Intoduction de projet

Ré/écrire le Tanger touristique

Remettre en question les récits urbains de visiteurs étrangers pour redonner voix aux citoyens

Jouissant d’une position stratégique, là où l’Europe et l’Afrique mais aussi la Méditerranée et l’Atlantique se rejoignent, Tanger est, depuis au moins l’époque romaine, une ville multiculturelle très convoitée[1]. Comme partout ailleurs, les conquêtes de Tanger se sont cependant faites de différentes manières : parfois par la force, mais également très souvent par d’autres biais. Ainsi Said, dans son ouvrage intitulé l’Orientalisme (1978), montre-t-il que la littérature et l’art sont des mécanismes de structuration et de contrôle ; de même, l’ouvrage de Nash, Le tourisme comme impérialisme (1989), attire l’attention sur la façon dont le tourisme incarne le pouvoir et peut être une forme d’appropriation. La mise en commun de ces thèmes fournit un terrain de recherche fertile dans une ville comme Tanger, terre de rencontres hybride, berceau de traditions littéraires et créatrices dépassant les frontières et centre touristique de renommée internationale.

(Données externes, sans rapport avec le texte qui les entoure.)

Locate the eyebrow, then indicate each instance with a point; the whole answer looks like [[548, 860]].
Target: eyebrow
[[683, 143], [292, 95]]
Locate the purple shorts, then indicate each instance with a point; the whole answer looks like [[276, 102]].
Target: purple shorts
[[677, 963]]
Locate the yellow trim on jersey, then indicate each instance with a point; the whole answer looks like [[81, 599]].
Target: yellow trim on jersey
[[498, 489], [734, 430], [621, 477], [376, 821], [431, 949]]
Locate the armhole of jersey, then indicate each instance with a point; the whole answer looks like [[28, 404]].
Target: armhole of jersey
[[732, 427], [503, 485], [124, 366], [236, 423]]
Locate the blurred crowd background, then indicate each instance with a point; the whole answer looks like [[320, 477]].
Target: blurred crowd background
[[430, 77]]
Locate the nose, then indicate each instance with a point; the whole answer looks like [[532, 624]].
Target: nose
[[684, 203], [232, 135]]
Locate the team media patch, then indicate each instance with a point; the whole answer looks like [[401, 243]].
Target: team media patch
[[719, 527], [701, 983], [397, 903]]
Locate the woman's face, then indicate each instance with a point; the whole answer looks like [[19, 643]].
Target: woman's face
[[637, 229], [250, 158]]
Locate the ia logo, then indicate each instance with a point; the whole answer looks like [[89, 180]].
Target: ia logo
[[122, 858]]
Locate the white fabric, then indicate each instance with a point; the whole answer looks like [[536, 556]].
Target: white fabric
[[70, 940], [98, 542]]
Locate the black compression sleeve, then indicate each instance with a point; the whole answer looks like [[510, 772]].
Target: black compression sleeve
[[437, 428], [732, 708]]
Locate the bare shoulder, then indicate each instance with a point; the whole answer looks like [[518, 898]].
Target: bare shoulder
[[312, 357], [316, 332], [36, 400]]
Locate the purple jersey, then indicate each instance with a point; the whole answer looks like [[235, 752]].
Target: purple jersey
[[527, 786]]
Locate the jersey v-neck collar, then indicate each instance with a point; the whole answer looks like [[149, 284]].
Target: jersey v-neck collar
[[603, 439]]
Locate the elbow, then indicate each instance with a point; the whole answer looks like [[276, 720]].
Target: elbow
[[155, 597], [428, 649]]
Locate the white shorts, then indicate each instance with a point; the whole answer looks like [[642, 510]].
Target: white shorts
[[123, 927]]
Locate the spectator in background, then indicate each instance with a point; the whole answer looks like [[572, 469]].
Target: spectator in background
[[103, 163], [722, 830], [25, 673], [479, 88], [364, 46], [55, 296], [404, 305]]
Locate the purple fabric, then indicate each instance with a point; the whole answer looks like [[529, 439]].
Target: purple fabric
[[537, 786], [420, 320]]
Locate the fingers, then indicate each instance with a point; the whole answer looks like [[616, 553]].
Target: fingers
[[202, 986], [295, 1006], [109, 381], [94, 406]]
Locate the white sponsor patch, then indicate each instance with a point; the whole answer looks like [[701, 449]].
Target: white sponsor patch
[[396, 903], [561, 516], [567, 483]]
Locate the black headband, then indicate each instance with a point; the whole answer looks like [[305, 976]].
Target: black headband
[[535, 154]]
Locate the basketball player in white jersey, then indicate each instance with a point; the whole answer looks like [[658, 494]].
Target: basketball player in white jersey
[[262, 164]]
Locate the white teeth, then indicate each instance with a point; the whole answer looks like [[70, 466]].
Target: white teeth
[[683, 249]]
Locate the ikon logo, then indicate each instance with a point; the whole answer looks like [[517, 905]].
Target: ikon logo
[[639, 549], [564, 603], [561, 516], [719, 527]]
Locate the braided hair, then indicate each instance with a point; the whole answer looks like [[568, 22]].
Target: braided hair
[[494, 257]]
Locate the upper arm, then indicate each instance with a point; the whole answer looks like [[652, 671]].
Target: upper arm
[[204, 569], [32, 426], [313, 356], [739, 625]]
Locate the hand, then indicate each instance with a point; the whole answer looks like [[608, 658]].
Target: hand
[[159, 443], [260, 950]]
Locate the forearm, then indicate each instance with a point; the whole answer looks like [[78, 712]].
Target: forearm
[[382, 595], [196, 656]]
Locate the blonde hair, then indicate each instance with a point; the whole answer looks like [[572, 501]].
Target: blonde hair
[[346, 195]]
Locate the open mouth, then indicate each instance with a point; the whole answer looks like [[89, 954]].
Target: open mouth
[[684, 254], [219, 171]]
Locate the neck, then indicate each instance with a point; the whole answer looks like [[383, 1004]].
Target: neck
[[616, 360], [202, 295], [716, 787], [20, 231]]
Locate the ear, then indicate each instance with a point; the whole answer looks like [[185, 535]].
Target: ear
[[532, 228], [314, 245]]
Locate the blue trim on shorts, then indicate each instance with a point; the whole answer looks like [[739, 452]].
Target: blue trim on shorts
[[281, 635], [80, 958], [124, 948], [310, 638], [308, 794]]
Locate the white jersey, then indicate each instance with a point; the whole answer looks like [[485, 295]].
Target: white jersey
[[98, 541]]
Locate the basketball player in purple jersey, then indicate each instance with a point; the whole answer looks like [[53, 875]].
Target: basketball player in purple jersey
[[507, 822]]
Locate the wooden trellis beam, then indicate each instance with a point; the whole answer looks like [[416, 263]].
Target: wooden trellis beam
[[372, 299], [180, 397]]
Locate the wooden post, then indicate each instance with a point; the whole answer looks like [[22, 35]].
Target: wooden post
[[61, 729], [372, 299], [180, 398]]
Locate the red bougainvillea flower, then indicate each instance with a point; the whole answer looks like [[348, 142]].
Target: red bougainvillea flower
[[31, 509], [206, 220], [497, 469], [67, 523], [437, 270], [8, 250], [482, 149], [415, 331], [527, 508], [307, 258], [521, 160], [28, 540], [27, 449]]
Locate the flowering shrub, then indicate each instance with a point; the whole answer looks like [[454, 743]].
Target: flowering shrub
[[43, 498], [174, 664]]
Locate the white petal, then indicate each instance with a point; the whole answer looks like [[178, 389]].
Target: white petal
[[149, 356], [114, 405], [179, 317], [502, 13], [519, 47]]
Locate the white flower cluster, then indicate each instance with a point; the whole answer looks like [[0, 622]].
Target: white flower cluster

Pistes et thèmes de recherche :

Le projet s’inspire de la réflexion de Tuan, pour qui « une ville peut être considérée comme une construction faite de mots autant que de pierres ». Pour ce faire, ce projet étudie les récits de voyage (au sens le plus large du terme) comme une force participant activement, un peu à l’image du marteau et de l’enclume, à la construction de l’environnement[2]. Plus spécifiquement, il se concentre sur le thème de la ville et des figures récurrentes qu’il génère dans les écrits de voyage de langue anglaise pour expliquer qu’ils ont joué un rôle très important dans le cas de Tanger. Dans un des schémas narratifs souvent utilisés pour la décrire, la ville est présentée de manière dichotomique, symbolisant d’une part la liberté, le mystère et l’intrigue et d’autre part le tumulte, le désordre et le déclin. Ce projet analyse et questionne ces récits en allant les chercher dans des sources variées et en s’appuyant sur une vaste période, pour tenter d’identifier et de critiquer les limites de ce genre littéraire. Plusieurs questions cruciales déjà identifiées sont : 1/ l’accent mis sur les descriptions de la ville par des étrangers lors de brèves visites 2/ l’intérêt et la nostalgie que suscite le passé colonial de la ville et 3/ la ville perçue comme « exotique » et profondément différente car, comme on l’entend souvent dire, « bien qu’elle ne soit qu’à une heure de ferry de l’Espagne, la ville semble être à la fois très loin de l’Europe… tout en se révélant presque totalement inconnue » (…introduction, pages non numérotées). Le projet cherche à contredire de tels discours, à transcender les analyses binaires et à promouvoir leur synthèse en donnant les moyens aux populations locales[3], en l’occurrence les étudiants de Tanger, d’étudier ces récits pour ensuite commencer à réécrire la ville à partir de leur point de vue d’habitants, tout ceci dans le contexte des grandes transformations qu’elle subit à l’heure actuelle.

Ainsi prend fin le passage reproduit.